The problem of knowledge based update and belief revision has been extensively studied in the literature, although not in the context of SPARQL updates where facts to be deleted or inserted come from a query. As argued in Sect. 4.1, brave semantics implements the most established approach of adapting the new information fully via a minimal change, which is feasible in the setting of fixed RDFS\(_{\lnot }\) TBoxes. Also semantics deliberating between accepting and discarding change are known (see [10] for a survey). In [18] an approach involving user interaction to decide whether to accept or reject an individual axiom is considered, with some part of the update being computed automatically in order to ensure its consistency. We do not consider interactive procedures here (although they clearly make sense in the case of more complex TBoxes or for TBox updates).

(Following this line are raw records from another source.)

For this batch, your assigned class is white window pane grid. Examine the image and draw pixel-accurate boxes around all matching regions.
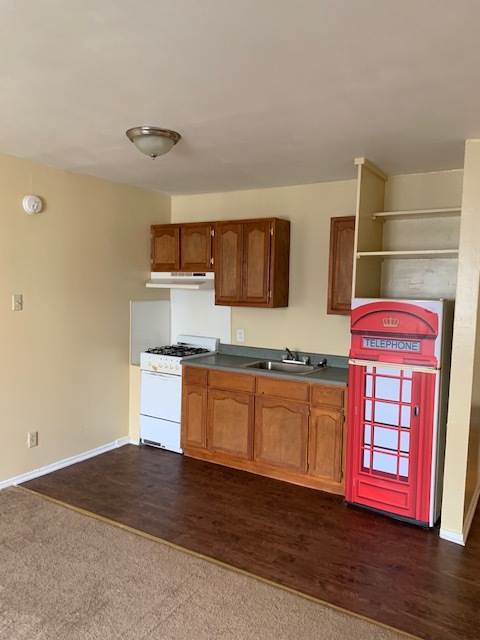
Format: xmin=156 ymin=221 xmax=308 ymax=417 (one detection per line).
xmin=360 ymin=366 xmax=413 ymax=482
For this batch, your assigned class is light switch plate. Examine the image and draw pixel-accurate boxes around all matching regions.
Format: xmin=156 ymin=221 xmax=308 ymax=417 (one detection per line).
xmin=12 ymin=294 xmax=23 ymax=311
xmin=236 ymin=329 xmax=245 ymax=343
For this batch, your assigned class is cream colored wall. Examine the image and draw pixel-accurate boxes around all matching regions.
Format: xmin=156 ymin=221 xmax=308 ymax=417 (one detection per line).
xmin=129 ymin=365 xmax=142 ymax=444
xmin=442 ymin=141 xmax=480 ymax=539
xmin=0 ymin=154 xmax=170 ymax=484
xmin=465 ymin=296 xmax=480 ymax=516
xmin=384 ymin=169 xmax=464 ymax=210
xmin=172 ymin=181 xmax=357 ymax=356
xmin=466 ymin=277 xmax=480 ymax=510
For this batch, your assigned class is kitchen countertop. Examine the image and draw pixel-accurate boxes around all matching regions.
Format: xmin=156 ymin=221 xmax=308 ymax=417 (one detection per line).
xmin=182 ymin=352 xmax=348 ymax=387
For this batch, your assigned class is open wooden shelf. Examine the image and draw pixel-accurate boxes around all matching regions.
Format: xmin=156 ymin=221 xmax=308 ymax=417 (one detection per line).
xmin=356 ymin=249 xmax=459 ymax=260
xmin=372 ymin=207 xmax=461 ymax=221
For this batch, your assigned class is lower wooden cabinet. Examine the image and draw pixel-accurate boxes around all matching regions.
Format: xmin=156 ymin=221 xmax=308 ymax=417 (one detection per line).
xmin=255 ymin=397 xmax=309 ymax=473
xmin=308 ymin=406 xmax=344 ymax=483
xmin=207 ymin=389 xmax=254 ymax=459
xmin=181 ymin=366 xmax=346 ymax=495
xmin=181 ymin=384 xmax=207 ymax=449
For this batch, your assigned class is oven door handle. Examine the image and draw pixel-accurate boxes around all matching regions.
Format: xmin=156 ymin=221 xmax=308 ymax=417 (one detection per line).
xmin=142 ymin=370 xmax=179 ymax=380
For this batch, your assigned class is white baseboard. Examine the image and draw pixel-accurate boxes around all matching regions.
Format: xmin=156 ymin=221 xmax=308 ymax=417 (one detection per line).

Instead, we rely on the resolution strategies which are simple for the user to understand and can be efficiently encoded in SPARQL. In a practical KB editing system, one should probably combine the two approaches, e.g. for resolving the intrinsic inconsistency. Likewise, the approaches [3, 7, 13] consider grounded updates only, whereas our focus is on implementation of updates in SPARQL. The approach in [7] captures RDFS and several additional types of constraints and is close in spirit to our brave semantics.

Intrinsic consistency of an update is a common assumption in knowledge base update (e.g. [57, 14]), which can be easily violated in the case of SPARQL updates. It is worth noting that our resolution strategy for intrinsic inconsistency called safe rewriting can be combined with all three update semantics using just the basic SPARQL operators.

Much interesting work remains to be done in order to optimize rewritten updates. Moreover, we plan to further extend our work towards increasing coverage of more expressive logics and OWL profiles, namely additional axioms from OWL2 RL or OWL 2 QL [16].